Le decimos en Argentina torta matera, pero está inspirada en la torta Nua, originaria en apariencia de Matera, Italia, con la diferencia que la torta Nua, tiene una forma distinta de disponer la crema pastelera, en este caso se ponen montoncitos de crema encima de la masa aun cruda y luego se hornea.
De algún modo, esta torta llegó a tierras argentinas y, allí, adquirió gran popularidad. De hecho, su aspecto final, decoración, es diferente (considero que más llamativa).
Pienso que en Argentina, su nombre deriva de la tradición de disfrutarla con el mate .
Una gran inundación azotó la ciudad de Bahía Blanca, el 7 de marzo, fue una lluvia que arrasó con casas, con barrios enteros que quedaron bajo el agua.

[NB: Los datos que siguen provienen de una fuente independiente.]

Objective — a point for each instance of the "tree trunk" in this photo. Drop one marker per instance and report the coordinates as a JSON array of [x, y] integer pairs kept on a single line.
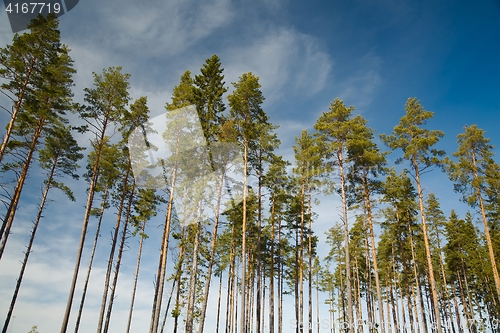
[[243, 242], [487, 231], [271, 268], [350, 314], [16, 110], [168, 306], [9, 217], [119, 258], [28, 249], [374, 254], [136, 276], [430, 268], [192, 280], [417, 283], [160, 279], [212, 255], [218, 303], [178, 275], [89, 269], [88, 208], [310, 259], [113, 248]]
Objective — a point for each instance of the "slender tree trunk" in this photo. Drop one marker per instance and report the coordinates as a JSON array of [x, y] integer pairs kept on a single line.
[[28, 249], [119, 259], [192, 280], [374, 255], [113, 248], [88, 208], [212, 255], [218, 304], [160, 279], [280, 283], [417, 283], [317, 301], [487, 231], [9, 217], [430, 268], [310, 320], [350, 314], [457, 312], [297, 281], [445, 283], [271, 268], [15, 112], [243, 241], [259, 227], [168, 306], [178, 275], [89, 269], [136, 276]]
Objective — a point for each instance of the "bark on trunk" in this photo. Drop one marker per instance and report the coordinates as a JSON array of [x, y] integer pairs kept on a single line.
[[28, 249]]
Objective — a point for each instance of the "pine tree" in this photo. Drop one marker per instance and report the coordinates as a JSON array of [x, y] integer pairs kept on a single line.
[[46, 107], [470, 175], [25, 65], [416, 143], [106, 104], [338, 130], [368, 163], [246, 112], [59, 157]]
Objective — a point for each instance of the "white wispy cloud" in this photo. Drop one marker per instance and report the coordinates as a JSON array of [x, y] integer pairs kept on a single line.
[[287, 62]]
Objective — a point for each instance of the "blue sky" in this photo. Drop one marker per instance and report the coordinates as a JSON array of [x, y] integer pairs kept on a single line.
[[372, 54]]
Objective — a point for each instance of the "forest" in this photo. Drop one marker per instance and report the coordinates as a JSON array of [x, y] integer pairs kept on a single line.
[[396, 261]]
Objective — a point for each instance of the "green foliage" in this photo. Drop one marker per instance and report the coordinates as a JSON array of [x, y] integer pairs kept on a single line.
[[475, 166], [415, 141]]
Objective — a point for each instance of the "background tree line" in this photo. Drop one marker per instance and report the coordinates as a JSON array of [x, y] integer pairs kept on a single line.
[[396, 261]]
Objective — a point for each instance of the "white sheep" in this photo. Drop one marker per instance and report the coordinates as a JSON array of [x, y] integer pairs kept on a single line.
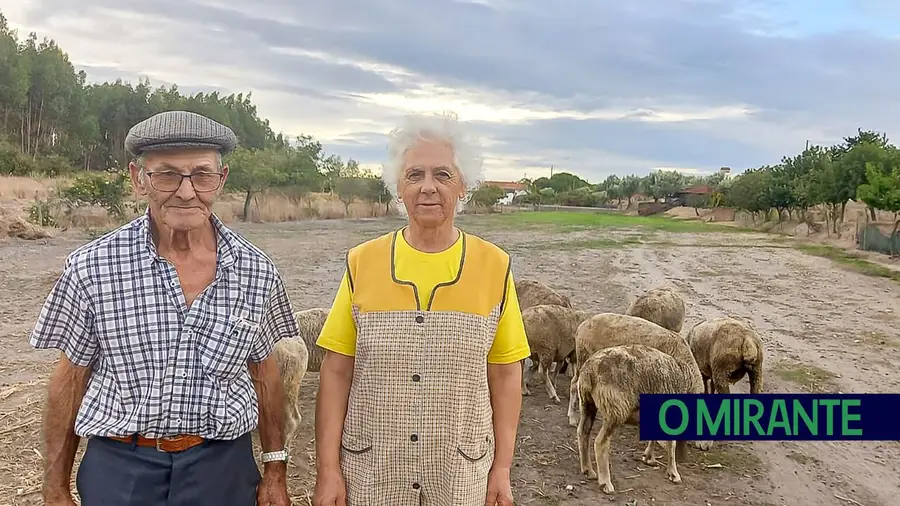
[[551, 336], [292, 358], [605, 330], [310, 321], [662, 306], [727, 349], [610, 382]]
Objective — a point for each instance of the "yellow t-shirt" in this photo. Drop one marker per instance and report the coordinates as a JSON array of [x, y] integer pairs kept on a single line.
[[426, 270]]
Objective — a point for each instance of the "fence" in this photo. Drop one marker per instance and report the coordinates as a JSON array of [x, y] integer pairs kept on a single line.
[[876, 235]]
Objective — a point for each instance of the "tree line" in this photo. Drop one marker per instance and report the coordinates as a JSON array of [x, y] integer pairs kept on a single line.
[[53, 123], [864, 167]]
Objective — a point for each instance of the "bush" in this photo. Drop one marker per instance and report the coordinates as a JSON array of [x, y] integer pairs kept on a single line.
[[98, 188]]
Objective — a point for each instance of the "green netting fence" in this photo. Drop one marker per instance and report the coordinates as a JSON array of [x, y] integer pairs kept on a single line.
[[874, 236]]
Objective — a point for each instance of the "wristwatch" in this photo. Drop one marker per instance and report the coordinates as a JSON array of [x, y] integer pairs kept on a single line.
[[273, 456]]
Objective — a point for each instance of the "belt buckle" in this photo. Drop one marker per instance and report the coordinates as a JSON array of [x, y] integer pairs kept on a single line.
[[159, 441]]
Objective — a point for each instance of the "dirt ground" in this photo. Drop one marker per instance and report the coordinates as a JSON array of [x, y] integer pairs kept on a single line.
[[825, 329]]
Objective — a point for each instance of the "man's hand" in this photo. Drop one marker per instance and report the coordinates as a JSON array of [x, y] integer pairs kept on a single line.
[[330, 489], [272, 488], [499, 488], [63, 501]]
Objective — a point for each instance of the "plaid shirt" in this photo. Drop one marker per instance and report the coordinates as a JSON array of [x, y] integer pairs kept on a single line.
[[160, 368]]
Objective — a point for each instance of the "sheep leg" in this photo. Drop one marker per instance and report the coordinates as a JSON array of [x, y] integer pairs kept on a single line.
[[587, 413], [707, 385], [720, 383], [551, 390], [601, 453], [291, 423], [755, 381], [671, 468], [526, 375], [648, 457], [573, 401]]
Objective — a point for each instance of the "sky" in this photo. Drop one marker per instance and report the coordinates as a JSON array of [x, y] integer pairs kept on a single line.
[[591, 87]]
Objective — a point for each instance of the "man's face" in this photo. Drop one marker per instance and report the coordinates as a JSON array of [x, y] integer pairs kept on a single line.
[[173, 200]]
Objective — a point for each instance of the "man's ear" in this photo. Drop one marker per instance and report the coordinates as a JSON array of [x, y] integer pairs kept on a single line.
[[136, 183]]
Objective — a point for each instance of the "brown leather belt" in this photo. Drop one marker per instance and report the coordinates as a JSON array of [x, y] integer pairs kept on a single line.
[[168, 444]]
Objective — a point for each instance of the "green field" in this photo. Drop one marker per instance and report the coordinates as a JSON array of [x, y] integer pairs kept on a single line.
[[605, 219]]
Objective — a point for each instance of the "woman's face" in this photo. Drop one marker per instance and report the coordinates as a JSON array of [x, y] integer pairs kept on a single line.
[[430, 184]]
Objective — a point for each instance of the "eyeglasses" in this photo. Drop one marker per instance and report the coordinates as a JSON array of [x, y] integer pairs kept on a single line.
[[169, 181]]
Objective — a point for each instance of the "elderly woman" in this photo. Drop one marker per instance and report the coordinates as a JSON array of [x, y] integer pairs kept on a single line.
[[420, 388]]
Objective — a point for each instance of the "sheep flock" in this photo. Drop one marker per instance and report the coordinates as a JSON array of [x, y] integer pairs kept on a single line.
[[611, 358]]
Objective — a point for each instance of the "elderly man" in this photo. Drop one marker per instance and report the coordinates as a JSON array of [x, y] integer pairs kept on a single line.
[[165, 328]]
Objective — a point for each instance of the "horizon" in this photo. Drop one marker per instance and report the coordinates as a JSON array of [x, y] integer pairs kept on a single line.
[[686, 85]]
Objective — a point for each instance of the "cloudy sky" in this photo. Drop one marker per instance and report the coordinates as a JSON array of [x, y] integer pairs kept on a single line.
[[590, 86]]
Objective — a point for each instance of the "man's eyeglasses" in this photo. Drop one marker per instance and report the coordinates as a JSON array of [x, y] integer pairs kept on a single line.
[[168, 181]]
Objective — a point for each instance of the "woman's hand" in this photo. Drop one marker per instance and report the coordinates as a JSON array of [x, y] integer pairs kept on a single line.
[[499, 488], [330, 490]]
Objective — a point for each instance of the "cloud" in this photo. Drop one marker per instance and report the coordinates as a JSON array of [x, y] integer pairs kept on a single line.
[[590, 87]]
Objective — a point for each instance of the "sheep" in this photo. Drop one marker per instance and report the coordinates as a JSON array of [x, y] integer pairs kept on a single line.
[[605, 330], [726, 349], [292, 358], [531, 293], [551, 335], [610, 381], [311, 322], [662, 306]]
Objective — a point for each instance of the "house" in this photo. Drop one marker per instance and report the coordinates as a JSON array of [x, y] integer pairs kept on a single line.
[[511, 190], [681, 197]]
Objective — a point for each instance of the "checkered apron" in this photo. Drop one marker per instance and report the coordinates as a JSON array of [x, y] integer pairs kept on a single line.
[[419, 429]]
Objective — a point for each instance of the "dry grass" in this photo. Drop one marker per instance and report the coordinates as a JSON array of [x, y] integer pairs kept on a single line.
[[26, 188]]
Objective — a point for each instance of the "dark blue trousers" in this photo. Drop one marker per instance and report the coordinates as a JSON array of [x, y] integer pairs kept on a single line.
[[215, 473]]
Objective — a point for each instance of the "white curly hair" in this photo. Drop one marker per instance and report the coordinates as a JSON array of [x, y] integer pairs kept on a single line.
[[445, 127]]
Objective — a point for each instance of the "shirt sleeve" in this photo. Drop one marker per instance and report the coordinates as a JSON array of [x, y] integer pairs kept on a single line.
[[339, 331], [66, 320], [510, 343], [277, 322]]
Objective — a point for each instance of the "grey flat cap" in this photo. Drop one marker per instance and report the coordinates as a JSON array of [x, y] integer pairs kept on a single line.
[[179, 129]]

Viaje para acompañar a mi familia, los días fueron difíciles, pero la unión de toda la ciudad, hizo que nuevamente pudiera ponerse de pie.
La tarde nos regalaba un hermoso sol, que no podía iluminar los rostros partidos por la tristeza, un alto en la tarde para retomar fuerzas y luego seguir con las tareas de limpieza en distintos lugares, fue lo que me motivó a hacer esta torta.
Le puse dulce de leche y no crema pastelera porque a algunos no les gustaba , pero la vas a encontrar con su cubierta de crema pastelera , y un poco de coco en los bordes.
Mate, sol, y esta torta que endulzo un poco, solo un poco, la tarde de un marzo que quedará sellado en los corazones de los bahienses, que como en otras oportunidades se dieron las manos y se pusieron de pie.
Molde redondo de 20 o 22 cm
Horno precalentado a 180 grados
Ingredientes
2 huevos
60 ml de aceite de girasol
100 ml de leche
130 gr de azúcar
260 gr de harina 0000
1 cuchara de polvo de hornear
300 gr de dulce de leche repostero
Cómo se hace
Batir la leche, huevos, aceite , azucar y la esencia , podes agregar ralladura de limon o naranja.
Agregar la harina tamizada , mezclar bien y volcar al molde
Poner e dulce de leche en una manga y hacer un ernrejado encima de la mezcla, lo podes distribuir con cuchara tambien.
Hornear unos 30 a 40 minutos .
Una vez fría puedes pincelar con mermelada de duraznos caliente.